Once in the apartment, she collapsed immediately. Fell to her knees on their foyer floor and cried into her hands. He tossed her bag aside, kneeled behind her and held her.
She sobbed, “How could I do that?”
He shushed her, soothed her.
“How could I do that to you, Will?”
“I know, I know...” He rubbed circles on her back.
“How could I do that and you
don’t hate me?”
“I hate you,” he said but still soothed her, arms holding her narrow body, his chin in the crook of her neck, smelling her hair.
“You should hate me, Will,” she spat. “What the fuck is wrong with me?”
“It’s okay. It’s okay…”
“It’s not okay,” she cried, her sobs accelerating suddenly, her stomach tightening, lurching forward out of his grip. She fell, put her forehead against the floor then collapsed on her side. He embraced her, spooned behind her and let her cry.
“I still love you,” he said.
“That’s impossible,” she whispered.
“I do,” he said. “I fucking hate you so much, but I’ll never stop loving you...”
37
Heather cried it out while he held her. When she was drained, her body weight leaning heavy against him, he rubbed her back again.
“You want to lay down?”
“Yeah,” she said, her voice a sob, thick and sad.
“Come on,” he said, “come with me,” rising, taking her hands and helping her to stand.

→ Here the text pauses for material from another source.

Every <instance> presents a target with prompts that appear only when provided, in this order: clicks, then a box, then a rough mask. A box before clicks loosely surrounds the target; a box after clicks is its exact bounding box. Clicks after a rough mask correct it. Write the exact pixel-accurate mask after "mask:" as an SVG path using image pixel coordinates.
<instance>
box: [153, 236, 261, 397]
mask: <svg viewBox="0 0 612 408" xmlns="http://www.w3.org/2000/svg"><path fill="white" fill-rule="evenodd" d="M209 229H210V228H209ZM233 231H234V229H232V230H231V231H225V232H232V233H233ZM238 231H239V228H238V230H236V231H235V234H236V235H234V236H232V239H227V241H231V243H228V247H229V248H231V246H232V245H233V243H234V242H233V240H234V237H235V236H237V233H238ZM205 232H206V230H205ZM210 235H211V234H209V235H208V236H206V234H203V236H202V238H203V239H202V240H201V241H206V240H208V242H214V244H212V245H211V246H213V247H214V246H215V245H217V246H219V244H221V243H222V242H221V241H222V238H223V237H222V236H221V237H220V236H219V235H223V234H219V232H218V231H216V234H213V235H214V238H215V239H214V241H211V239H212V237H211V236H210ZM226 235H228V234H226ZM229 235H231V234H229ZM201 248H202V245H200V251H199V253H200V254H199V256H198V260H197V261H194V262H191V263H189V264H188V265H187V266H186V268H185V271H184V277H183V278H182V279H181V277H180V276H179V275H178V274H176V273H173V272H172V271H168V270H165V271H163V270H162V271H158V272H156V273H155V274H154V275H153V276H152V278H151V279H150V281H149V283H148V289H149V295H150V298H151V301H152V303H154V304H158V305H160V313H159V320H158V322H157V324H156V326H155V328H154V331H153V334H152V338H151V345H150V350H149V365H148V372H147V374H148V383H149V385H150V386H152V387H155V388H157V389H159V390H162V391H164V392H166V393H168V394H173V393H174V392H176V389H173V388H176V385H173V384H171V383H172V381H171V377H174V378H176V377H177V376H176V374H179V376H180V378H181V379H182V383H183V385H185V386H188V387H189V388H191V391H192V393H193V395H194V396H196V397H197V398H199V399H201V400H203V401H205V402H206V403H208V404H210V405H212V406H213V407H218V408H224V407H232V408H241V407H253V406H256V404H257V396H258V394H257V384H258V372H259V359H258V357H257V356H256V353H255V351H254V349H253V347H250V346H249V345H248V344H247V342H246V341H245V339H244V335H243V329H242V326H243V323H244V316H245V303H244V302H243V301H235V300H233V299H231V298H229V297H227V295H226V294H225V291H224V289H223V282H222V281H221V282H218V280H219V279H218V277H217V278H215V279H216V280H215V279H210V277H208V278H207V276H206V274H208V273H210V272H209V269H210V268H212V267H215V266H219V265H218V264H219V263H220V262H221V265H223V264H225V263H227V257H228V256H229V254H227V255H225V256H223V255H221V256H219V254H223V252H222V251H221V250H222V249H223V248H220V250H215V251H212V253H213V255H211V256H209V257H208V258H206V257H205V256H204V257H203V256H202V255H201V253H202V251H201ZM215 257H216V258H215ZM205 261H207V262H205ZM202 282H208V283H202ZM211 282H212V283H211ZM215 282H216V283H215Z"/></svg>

Down the hall, he guided her, a hand on the small of her back, her staggering drunkenly next to him, breathing through her mouth because her crying had swelled her nostrils. Into the bedroom they went, and he guided her toward their bed. But he’d forgotten that he’d pulled everything she owned out of the drawers and out of the closet, threw them in a spark-joyless heap in the center of their room.